Professor Kozma’s relay-system computer
Description (English)
László Kozma (1902-1983) was an electrical engineer who basically dealt with telephone exchanges, but by 1930s, he was also building calculators while living in Belgium. During the World War he returned to Hungary, but because of his Jewish origins he was deported to the concentration camp of Mauthausen. After the war the Stalinist regime prosecuted him (in a show trial) and he spent several years in prison. In the second half of the 1950s he was appointed to a professorship at the Budapest University of Technology, where he built the first Hungarian electro-mechanical computer called MESZ-1 in 1958. (The abbreviation stands for Műegyetemi Számológép = The Technical University Calculator). The machine was used for educational purposes for ten years. It had a relay-based construction not yet based on the Neumann-principle. The control program was punched on a piece of celluloid plate used for lung-examinations.
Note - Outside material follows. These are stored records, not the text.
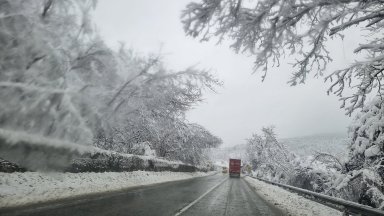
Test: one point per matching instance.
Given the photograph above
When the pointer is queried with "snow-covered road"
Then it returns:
(210, 195)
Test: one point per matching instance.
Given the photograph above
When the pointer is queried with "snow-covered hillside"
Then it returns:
(336, 144)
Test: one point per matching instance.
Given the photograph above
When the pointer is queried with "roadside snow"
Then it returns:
(33, 187)
(290, 203)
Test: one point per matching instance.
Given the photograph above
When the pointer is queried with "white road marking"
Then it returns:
(198, 199)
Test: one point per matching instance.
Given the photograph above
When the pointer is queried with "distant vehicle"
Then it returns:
(234, 167)
(225, 170)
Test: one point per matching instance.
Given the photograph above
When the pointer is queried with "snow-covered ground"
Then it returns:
(290, 203)
(33, 187)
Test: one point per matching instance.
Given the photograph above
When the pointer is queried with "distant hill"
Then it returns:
(336, 144)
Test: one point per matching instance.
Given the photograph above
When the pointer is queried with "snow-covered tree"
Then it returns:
(59, 80)
(47, 55)
(271, 29)
(268, 157)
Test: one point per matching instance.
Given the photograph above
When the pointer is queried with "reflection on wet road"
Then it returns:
(232, 197)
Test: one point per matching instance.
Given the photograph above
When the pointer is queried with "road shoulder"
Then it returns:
(289, 203)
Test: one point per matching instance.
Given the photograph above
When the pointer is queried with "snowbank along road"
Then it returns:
(211, 195)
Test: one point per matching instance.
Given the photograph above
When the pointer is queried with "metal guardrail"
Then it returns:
(347, 207)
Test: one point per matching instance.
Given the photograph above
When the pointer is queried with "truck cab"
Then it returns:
(234, 167)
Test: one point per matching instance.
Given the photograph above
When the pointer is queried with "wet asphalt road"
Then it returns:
(232, 197)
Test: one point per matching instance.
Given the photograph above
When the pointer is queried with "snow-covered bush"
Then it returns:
(363, 178)
(269, 158)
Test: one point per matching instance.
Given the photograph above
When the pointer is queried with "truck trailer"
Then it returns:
(234, 167)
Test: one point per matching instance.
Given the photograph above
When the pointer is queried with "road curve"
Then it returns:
(232, 197)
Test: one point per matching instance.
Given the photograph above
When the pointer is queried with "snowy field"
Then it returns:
(33, 187)
(290, 203)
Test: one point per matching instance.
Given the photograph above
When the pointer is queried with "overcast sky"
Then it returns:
(244, 104)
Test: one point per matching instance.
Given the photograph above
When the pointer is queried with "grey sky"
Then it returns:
(244, 104)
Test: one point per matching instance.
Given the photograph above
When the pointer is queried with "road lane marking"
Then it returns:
(199, 198)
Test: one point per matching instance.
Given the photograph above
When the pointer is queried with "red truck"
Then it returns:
(234, 167)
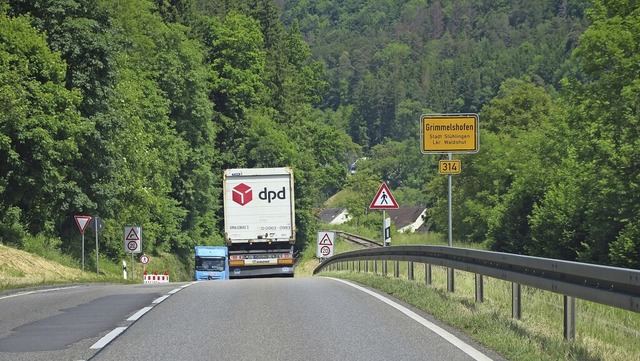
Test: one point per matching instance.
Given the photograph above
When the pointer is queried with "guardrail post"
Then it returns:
(516, 301)
(410, 270)
(427, 273)
(479, 288)
(569, 318)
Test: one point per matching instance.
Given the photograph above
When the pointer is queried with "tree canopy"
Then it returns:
(130, 110)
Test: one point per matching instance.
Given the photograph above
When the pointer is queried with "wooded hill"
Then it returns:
(130, 110)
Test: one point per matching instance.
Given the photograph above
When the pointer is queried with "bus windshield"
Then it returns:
(210, 264)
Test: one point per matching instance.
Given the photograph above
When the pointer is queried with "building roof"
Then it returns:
(405, 216)
(328, 215)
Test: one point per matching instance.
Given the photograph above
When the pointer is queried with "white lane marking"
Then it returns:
(477, 355)
(38, 291)
(158, 300)
(189, 284)
(108, 338)
(139, 314)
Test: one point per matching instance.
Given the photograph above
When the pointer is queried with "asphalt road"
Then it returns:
(266, 319)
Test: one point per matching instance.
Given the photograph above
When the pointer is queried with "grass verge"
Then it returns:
(602, 332)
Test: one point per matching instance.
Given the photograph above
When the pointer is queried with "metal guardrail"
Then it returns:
(354, 238)
(612, 286)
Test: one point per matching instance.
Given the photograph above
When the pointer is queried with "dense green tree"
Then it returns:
(41, 132)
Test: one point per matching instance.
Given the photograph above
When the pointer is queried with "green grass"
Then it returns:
(602, 332)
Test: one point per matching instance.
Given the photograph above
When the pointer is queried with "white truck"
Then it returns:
(259, 221)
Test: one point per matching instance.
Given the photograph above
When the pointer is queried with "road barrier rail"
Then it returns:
(612, 286)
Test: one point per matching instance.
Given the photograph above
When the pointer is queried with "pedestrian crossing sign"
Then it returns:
(383, 199)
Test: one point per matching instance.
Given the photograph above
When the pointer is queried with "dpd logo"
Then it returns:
(242, 194)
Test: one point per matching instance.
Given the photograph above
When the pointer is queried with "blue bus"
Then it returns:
(211, 263)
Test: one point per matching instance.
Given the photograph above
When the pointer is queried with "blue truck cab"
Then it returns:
(211, 263)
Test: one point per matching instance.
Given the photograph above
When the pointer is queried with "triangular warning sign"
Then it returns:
(132, 236)
(326, 240)
(81, 222)
(383, 199)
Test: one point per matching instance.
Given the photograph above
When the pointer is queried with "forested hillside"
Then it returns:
(130, 110)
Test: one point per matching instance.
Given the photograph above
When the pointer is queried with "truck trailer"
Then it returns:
(211, 263)
(259, 221)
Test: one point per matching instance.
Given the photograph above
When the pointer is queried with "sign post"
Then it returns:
(447, 134)
(384, 200)
(96, 224)
(132, 243)
(81, 222)
(325, 244)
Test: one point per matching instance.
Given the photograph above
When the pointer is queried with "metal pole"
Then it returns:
(450, 272)
(450, 211)
(82, 251)
(384, 241)
(95, 227)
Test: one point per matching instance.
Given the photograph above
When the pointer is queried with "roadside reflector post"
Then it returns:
(516, 302)
(450, 281)
(410, 270)
(479, 288)
(569, 318)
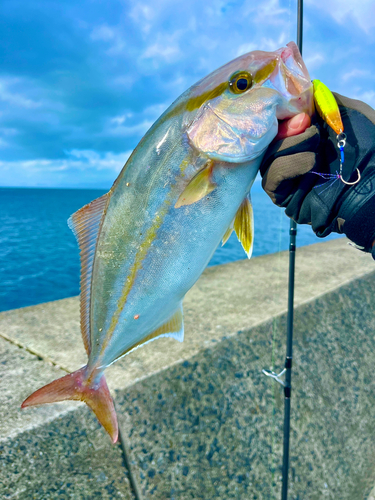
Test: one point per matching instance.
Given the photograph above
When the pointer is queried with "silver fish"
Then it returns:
(183, 190)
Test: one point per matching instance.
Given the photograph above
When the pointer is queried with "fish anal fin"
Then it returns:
(76, 386)
(85, 224)
(174, 328)
(244, 225)
(200, 186)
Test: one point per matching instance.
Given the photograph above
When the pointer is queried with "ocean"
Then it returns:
(39, 257)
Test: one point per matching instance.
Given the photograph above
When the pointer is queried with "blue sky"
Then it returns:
(81, 82)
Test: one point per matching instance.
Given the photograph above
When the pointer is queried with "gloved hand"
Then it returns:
(300, 173)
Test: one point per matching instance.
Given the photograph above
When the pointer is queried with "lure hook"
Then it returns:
(354, 182)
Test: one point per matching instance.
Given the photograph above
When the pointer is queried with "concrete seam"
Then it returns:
(125, 455)
(34, 353)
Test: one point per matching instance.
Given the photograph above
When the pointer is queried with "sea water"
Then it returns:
(39, 256)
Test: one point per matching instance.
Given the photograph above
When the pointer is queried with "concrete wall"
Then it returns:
(200, 420)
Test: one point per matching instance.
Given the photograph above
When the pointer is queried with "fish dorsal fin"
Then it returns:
(174, 328)
(244, 225)
(85, 225)
(200, 186)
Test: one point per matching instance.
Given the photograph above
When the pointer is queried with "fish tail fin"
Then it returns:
(77, 386)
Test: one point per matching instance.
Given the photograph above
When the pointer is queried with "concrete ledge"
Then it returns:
(199, 419)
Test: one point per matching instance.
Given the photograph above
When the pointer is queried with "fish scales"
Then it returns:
(184, 189)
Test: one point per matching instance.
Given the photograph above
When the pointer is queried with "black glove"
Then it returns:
(300, 173)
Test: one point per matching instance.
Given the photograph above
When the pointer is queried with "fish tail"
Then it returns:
(77, 386)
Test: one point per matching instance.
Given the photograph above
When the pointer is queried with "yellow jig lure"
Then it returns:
(328, 110)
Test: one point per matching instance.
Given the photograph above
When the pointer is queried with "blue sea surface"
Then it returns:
(39, 257)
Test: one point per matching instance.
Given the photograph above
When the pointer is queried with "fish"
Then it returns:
(184, 189)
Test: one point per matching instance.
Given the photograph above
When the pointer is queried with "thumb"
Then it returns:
(293, 126)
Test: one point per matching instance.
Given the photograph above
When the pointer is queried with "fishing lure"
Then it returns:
(328, 110)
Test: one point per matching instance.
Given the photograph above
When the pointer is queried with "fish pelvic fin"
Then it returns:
(200, 186)
(76, 386)
(244, 225)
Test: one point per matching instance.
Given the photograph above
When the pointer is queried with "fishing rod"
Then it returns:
(289, 335)
(287, 371)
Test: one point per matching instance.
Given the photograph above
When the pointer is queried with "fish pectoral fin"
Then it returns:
(244, 225)
(200, 186)
(85, 224)
(227, 233)
(174, 328)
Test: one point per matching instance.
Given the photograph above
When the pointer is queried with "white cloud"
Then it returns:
(367, 96)
(84, 159)
(14, 98)
(314, 62)
(356, 73)
(347, 11)
(117, 129)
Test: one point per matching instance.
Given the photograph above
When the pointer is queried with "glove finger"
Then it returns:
(308, 141)
(282, 177)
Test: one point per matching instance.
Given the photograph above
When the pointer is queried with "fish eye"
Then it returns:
(240, 82)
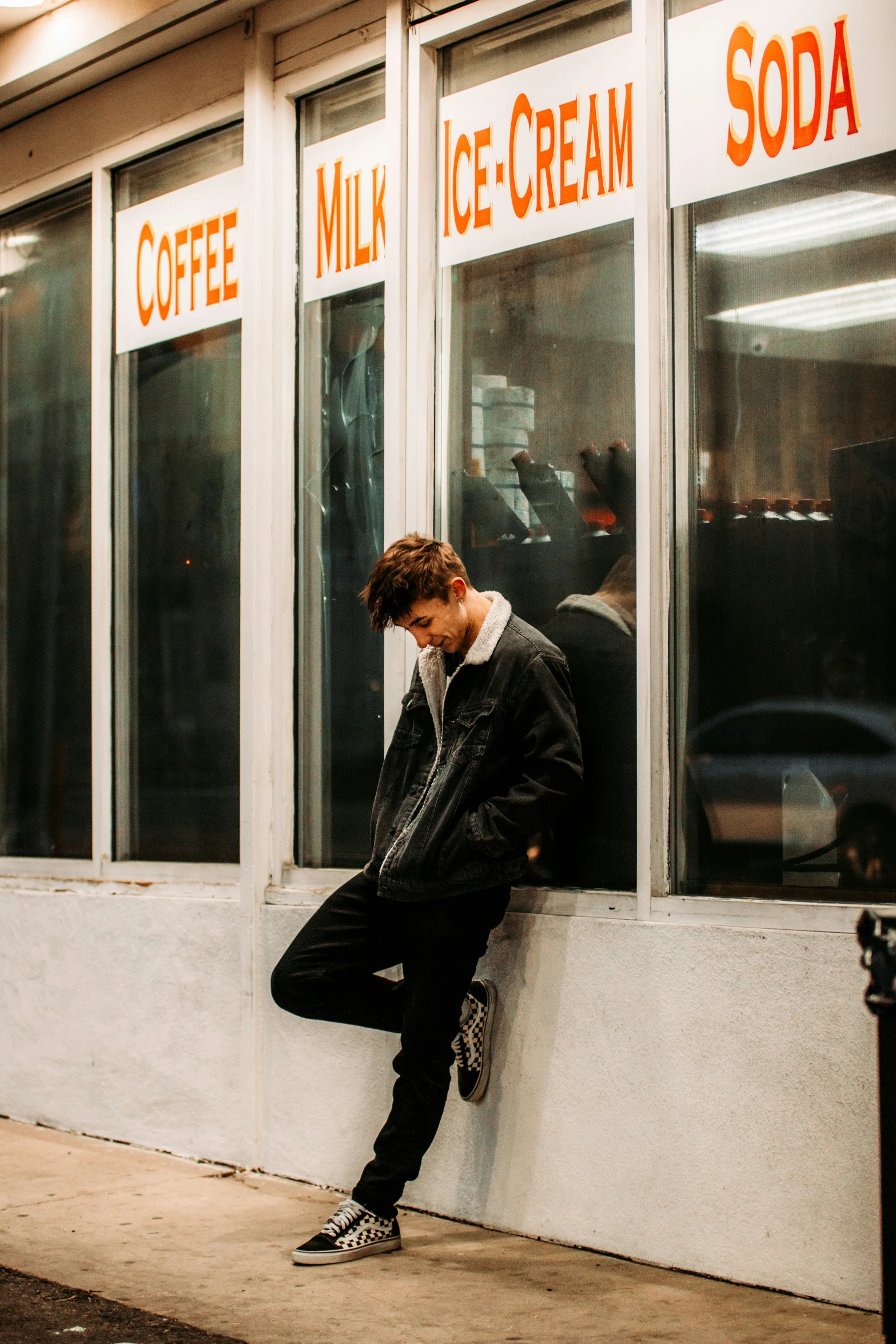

The output device of the computer was a cleverly modified old Mercedes Electra electric typewriter; the results were printed by this. Professor Kozma’s computer was the birth of computer technology in Hungary. The machine was offered by the professor himself to the predecessor of the Hungarian Museum for Science, Technology and Transport. Since then it has been preserved in the Study-store of the Museum. For Hungarian people it has similar value to Konrad Zuse’s computers in Deutsches Museum has for German visitors.